10th Commissioner of the Minnesota Department of Health
- In office 19 January 1999 – 2003
- Governor: Jesse Ventura
- Preceded by: Anne Barry
- Succeeded by: Dianne Mandernach

16th Commissioner of the Minnesota Department of Health
- In office 31 January 2018 – January 2023
- Governor: Mark Dayton Tim Walz
- Preceded by: Ed Ehlinger
- Succeeded by: Brooke Cunningham

Personal details
- Spouse: Kris Carlton
- Alma mater: Dartmouth College
- Occupation: Psychologist

= Jan Malcolm =

Minnesota former health commissioner

Jan Malcolm is a former Health Commissioner of Minnesota. She has served twice as the Commissioner for the Minnesota Department of Health under three different governors; first from 1999 to 2003 under former governor Jesse Ventura, and secondly from 2018 to 2023 under Mark Dayton and Tim Walz.

==Early life==
Malcolm graduated from Minnetonka High School in Minnesota in 1973. She attended Dartmouth College, earning a bachelor’s degree in philosophy and psychology.

== Career ==
Malcolm served as an Adjunct Professor at the University of Minnesota at the School of Public Health, as well as working as the CEO of Courage Center and the Vice President of Public Affairs and Philanthropy at Allina Health.

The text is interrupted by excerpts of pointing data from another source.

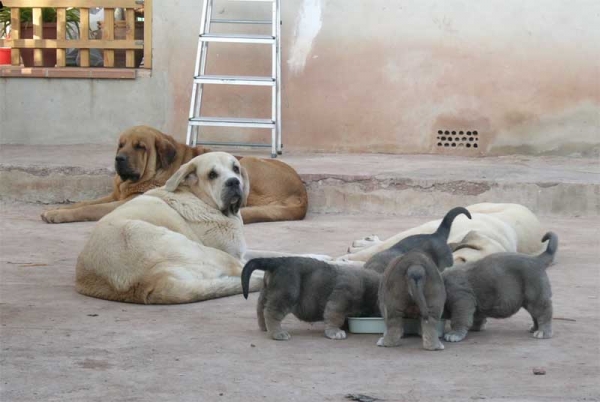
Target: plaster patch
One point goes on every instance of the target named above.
(307, 26)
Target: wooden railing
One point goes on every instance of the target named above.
(108, 44)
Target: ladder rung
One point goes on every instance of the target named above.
(234, 80)
(231, 122)
(237, 38)
(234, 144)
(252, 22)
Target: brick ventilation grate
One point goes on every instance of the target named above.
(457, 139)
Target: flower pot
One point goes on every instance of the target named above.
(48, 32)
(4, 56)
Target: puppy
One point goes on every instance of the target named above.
(412, 278)
(498, 286)
(313, 291)
(434, 244)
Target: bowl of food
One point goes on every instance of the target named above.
(376, 325)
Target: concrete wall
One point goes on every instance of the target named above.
(359, 75)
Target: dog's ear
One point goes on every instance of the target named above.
(246, 186)
(185, 175)
(166, 150)
(200, 150)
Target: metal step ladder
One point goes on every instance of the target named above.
(196, 120)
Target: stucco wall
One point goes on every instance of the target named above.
(359, 75)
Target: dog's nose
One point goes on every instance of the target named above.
(233, 182)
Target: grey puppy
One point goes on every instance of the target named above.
(313, 291)
(498, 286)
(412, 278)
(435, 244)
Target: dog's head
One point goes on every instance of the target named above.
(142, 152)
(217, 178)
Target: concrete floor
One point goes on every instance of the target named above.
(60, 346)
(339, 183)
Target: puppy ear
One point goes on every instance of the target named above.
(245, 186)
(185, 175)
(166, 150)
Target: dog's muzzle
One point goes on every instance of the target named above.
(123, 170)
(231, 195)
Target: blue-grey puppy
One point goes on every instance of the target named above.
(313, 291)
(434, 244)
(498, 286)
(410, 279)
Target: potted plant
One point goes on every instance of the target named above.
(48, 30)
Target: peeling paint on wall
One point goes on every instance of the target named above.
(307, 26)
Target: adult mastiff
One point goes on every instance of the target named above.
(146, 159)
(180, 243)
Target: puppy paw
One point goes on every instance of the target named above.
(480, 326)
(387, 343)
(454, 336)
(366, 242)
(281, 336)
(433, 346)
(542, 334)
(320, 257)
(335, 333)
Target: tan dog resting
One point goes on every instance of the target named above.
(493, 228)
(180, 243)
(146, 159)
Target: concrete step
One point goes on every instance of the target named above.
(339, 183)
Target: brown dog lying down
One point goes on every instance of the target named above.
(147, 158)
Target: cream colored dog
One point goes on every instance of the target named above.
(493, 228)
(176, 244)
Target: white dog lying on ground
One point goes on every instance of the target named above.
(180, 243)
(493, 228)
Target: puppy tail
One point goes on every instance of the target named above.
(444, 229)
(548, 255)
(262, 264)
(416, 279)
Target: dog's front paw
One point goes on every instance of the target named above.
(335, 333)
(542, 334)
(366, 242)
(455, 336)
(320, 257)
(361, 244)
(387, 342)
(281, 336)
(53, 216)
(435, 345)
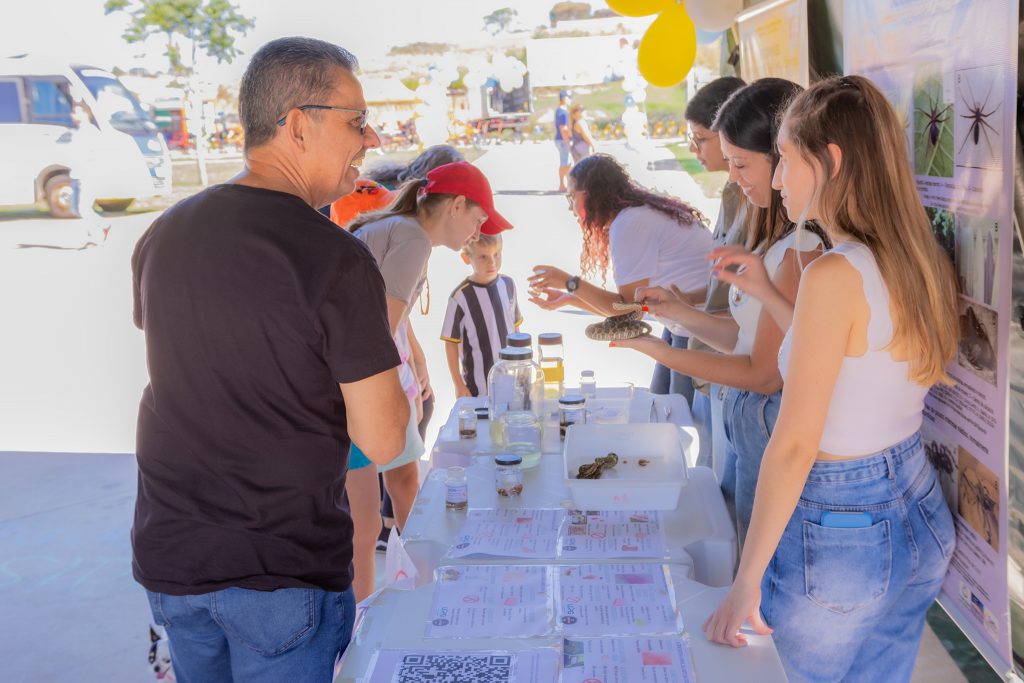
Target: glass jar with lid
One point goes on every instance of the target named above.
(571, 411)
(588, 384)
(519, 340)
(515, 384)
(508, 474)
(551, 355)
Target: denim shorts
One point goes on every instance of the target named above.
(563, 152)
(749, 420)
(849, 603)
(291, 634)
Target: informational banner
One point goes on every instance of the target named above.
(773, 41)
(949, 68)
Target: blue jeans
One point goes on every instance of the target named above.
(849, 603)
(701, 421)
(291, 634)
(667, 380)
(749, 419)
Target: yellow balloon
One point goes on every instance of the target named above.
(669, 47)
(639, 7)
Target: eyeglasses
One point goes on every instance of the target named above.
(698, 140)
(361, 121)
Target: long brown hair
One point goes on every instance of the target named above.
(407, 203)
(872, 198)
(608, 189)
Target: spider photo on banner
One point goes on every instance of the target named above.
(978, 350)
(979, 115)
(933, 124)
(978, 498)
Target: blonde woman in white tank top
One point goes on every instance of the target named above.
(850, 538)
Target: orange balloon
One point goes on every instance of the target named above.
(639, 7)
(669, 48)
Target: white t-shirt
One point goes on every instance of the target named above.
(747, 309)
(646, 244)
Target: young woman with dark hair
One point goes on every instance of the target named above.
(748, 125)
(650, 239)
(730, 228)
(851, 537)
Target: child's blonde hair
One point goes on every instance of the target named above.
(483, 241)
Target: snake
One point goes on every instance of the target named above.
(626, 326)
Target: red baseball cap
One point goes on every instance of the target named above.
(464, 178)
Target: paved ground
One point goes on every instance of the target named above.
(73, 367)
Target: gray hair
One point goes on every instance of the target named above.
(283, 75)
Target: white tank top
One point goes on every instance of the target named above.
(747, 309)
(875, 403)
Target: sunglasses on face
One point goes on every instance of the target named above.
(360, 121)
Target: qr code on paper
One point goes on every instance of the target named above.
(456, 669)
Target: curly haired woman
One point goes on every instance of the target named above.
(649, 240)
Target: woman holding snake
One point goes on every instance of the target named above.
(748, 125)
(648, 239)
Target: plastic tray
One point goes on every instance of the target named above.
(628, 485)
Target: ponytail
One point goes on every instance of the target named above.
(406, 204)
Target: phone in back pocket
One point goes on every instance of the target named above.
(835, 519)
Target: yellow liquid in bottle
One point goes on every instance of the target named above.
(554, 371)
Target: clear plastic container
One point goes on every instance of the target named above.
(571, 411)
(515, 384)
(551, 354)
(522, 433)
(508, 474)
(467, 423)
(588, 384)
(456, 488)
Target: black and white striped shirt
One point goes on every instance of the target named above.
(480, 316)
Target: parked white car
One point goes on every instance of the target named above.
(127, 159)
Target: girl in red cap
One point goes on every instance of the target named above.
(451, 207)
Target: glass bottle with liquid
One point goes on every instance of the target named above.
(588, 384)
(551, 354)
(514, 401)
(456, 488)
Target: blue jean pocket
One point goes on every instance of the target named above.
(157, 607)
(847, 569)
(269, 623)
(940, 522)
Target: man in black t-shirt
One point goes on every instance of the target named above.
(268, 349)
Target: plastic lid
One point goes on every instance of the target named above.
(508, 459)
(513, 353)
(519, 340)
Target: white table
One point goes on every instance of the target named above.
(636, 408)
(699, 553)
(397, 620)
(698, 532)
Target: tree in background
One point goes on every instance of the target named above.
(500, 20)
(210, 26)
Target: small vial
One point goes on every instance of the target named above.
(467, 423)
(571, 411)
(508, 474)
(456, 488)
(588, 384)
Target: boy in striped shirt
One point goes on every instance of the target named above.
(481, 312)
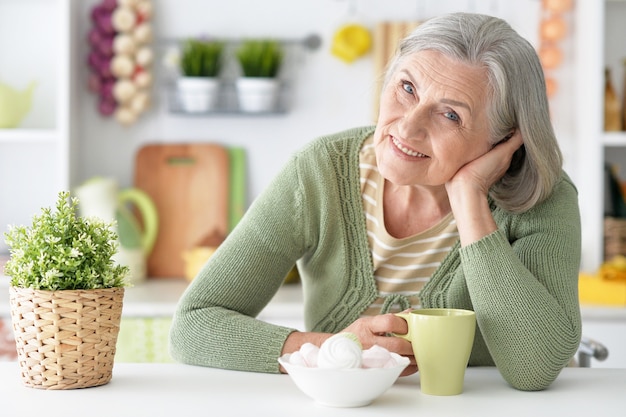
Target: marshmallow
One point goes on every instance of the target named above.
(377, 357)
(342, 350)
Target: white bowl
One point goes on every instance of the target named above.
(355, 387)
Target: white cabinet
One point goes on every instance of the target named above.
(35, 45)
(600, 35)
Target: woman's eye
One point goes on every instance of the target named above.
(408, 87)
(452, 116)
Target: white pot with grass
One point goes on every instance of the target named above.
(257, 94)
(259, 87)
(198, 88)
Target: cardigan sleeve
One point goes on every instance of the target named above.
(523, 284)
(214, 324)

Most notably, Malcolm served as Health Commissioner under three different governors of Minnesota. Malcolm began her first term as Commissioner under Jesse Ventura. She served from 1999-2003 Nearly twenty years later, she was appointed by Mark Dayton after her predecessor, Ed Ehlinger, resigned. She was put in charge over 1,500 employees and a budget of over $600 million. Throughout the COVID-19 pandemic, she faced intense criticism from the Republican party, facing repeated calls to remove her from her position.

In 2024, the American Medical Association honored her with the AMA Award for Outstanding Government Service.

== Personal life ==
Malcolm was married to Kris Carlton, who died in 2019. She remains close friends with her high school classmate Ann Reed, notable folk singer and songwriter.

In June 2021, Malcolm was awarded the Lavender Community Pride Award for LGBTQ Individual.